Peng-say kini sudah tahu bukan Ting Tiong dan Liok
Pek yang membunuh segenap anggota perguruannya, maka
dia tidak pandang Coh Cu-jiu sebagai musuh pembunuh
ayahnya lagi, tekadnya sekarang adalah membunuh
Tonghong Put-pay.
Tapi kalau Coh Cu-jiu menyerangnya, bila tidak
menangkis, tentu dirinya akan binasa, dan kalau dirinya
binasa. lalu cara bagaimana dapat menuntut balas lagi
terhadap Tonghong Put-pay" Karena itulah terpaksa ia pun membagi setengah tenaganya untuk melayani Coh Cu-jiu.
Di tengah pertarungan segi tiga itu, sekonyong-konyong
Coh Cu-jiu berseru, "Sau Peng-say, bagaimana kalau
kubantu kau membalaskan sakit hatimu?"
Teringat orang she Coh ini bersama Ciamtay Cu-ih
membikin celaka Toapek atau Pamannya, yaitu Sau Cengin, seketika Peng-say naik pitam, bentaknya murka, "Enyah kau! Manusia yang tak tahu malu!"
"Caci-maki yang tepat!" seru Tonghong Put-pay dengan tertawa. "Bocah she Sau, jika kau ingin menuntut balas kematian ayahmu, harus berdasarkan kepandaianmu
sendiri untuk membunuh aku, dengan begitu barulah kau
benar-benar seorang gagah sejati!"
"Jika demikian," tukas Coh Cu-jiu, "bagaimana kalau kubantu kau, Tonghong-kaucu?"
"Baik, silakan!" jawab Tonghong Put-pay.
Tapi ketika Coh Cu-jiu menyerang Sau Peng-say, tahutahu golok Tonghong Put-pay malah membacok Coh Cujiu. "He, apa-apaan kau"!" teriak Coh Cu-jiu kaget cepat ia menangkis, karena tidak berjaga-jaga tampaknya dia rada
kelabakan. "Bila kau bantu aku membunuh dia, aku sangat
berterima kasih," ucap Tonghong Put-pay dengan tertawa.

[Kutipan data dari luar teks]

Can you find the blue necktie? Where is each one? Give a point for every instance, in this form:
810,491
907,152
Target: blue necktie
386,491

"Tapi kita adalah musuh turun temurun. jika tidak kubunuh kau, apakah aku harus menunggu setelah dia kau bunuh,
lalu aku akan kau binasakan pula?"
Ia berhenti sejanak, kemudian berkata pula "Kalau sudah terjun dimedan tempur, maka keluarkanlah segenap
kemahiranmu, jangan kau harap akan main tipu 'sekali
timpuk dua burung'. Pendek kata, pertempuran hari ini kita bertiga mewakili tiga kekuatan besar di dunia persilatan saat ini, coba saja siapa yang roboh lebih dulu!"

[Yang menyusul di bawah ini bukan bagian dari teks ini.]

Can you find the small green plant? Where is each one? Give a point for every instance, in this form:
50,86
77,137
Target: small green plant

Dalam pada itu, karena dia baru terjun, dengan
sendirinya tenaga Coh Cu-jiu lebih kuat daripada Peng-say dan Tonghong Put-pay. Tapi pertempuran segi tiga, yang
paling kuat tentu juga akan mendapat tekanan lebih hebat daripada dua pihak yang lain, hal ini adalah logis bagi
kedua pihak yang lebih lemah itu yang ingin mempertahankan diri. Maka Tonghong Put-pay dan Sau
Peng-say telah menyisihkan tujuh bagian tenaganya untuk
melayani Coh Cu-jiu, sebaliknya cuma menggunakan tiga
bagian sisa tenaga untuk saling labrak.
Dengan demikian, impian Coh Cu-jiu akan menjagoi
dunia persilatan dengan menumpas kedua lawannya
menjadi buyar. Sebaliknya karena 14 bagian tenaga kedua orang itu telah mendesaknya hingga hampir tak dapat bernapas, terpaksa ia melawan mati-matian, karena itu tenaganya juga terkuras
lebih cepat, tidak lama kemudian. keadaannya sudah samasama payahnya seperti Peng-say dan Tonghong Put-pay.

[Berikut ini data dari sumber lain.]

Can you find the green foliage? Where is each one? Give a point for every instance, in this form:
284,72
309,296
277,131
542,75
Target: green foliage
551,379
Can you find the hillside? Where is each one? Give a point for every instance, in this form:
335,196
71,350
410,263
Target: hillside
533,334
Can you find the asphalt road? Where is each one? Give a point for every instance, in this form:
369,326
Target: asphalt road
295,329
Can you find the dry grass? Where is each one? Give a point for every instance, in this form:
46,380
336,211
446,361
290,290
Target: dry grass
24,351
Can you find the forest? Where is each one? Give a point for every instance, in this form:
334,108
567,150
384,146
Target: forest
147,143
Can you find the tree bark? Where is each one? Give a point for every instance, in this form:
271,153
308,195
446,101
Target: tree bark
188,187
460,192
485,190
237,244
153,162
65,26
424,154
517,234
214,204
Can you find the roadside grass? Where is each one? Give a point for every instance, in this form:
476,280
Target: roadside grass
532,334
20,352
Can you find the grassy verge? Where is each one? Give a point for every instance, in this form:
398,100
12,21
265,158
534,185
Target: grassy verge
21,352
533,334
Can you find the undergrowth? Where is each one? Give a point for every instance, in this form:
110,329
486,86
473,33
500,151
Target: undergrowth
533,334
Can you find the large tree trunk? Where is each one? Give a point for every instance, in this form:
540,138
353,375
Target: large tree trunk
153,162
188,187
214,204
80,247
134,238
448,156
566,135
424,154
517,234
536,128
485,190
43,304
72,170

Daya tekanan pedang kanan Peng-say tidak selihay
pedang kiri, pada waktu satu lawan satu menghadapi
Tonghong Put-pay tadi, pedang kirinya dapat membantu
kelemahan pedang kanannya. Tapi sekarang dia harus
melayani dua orang, pedang kiri tidak sempat membantu
pedang kanan lama-lama jurus serangan ciptaannya sendiri kelihatan cirinya bila dibandingkan jurus serangan golok dan pedang kedua lawannya.
Melihat kelemahan Peng-say itu, dengan sendirinya
Tonghong Put-pay dan Coh Cu-jiu memanfaatkan titik
kelemahan itu dengan baik, mereka selalu menyerang
bagian Peng-say yang lemah itu dan menghindari pedang
kirinya. Keruan Peng-say rada kelabakan dan kewalahan,
apalagi jurus serangan ciptaannya sendiri itu memang juga belum terlatih dengan baik.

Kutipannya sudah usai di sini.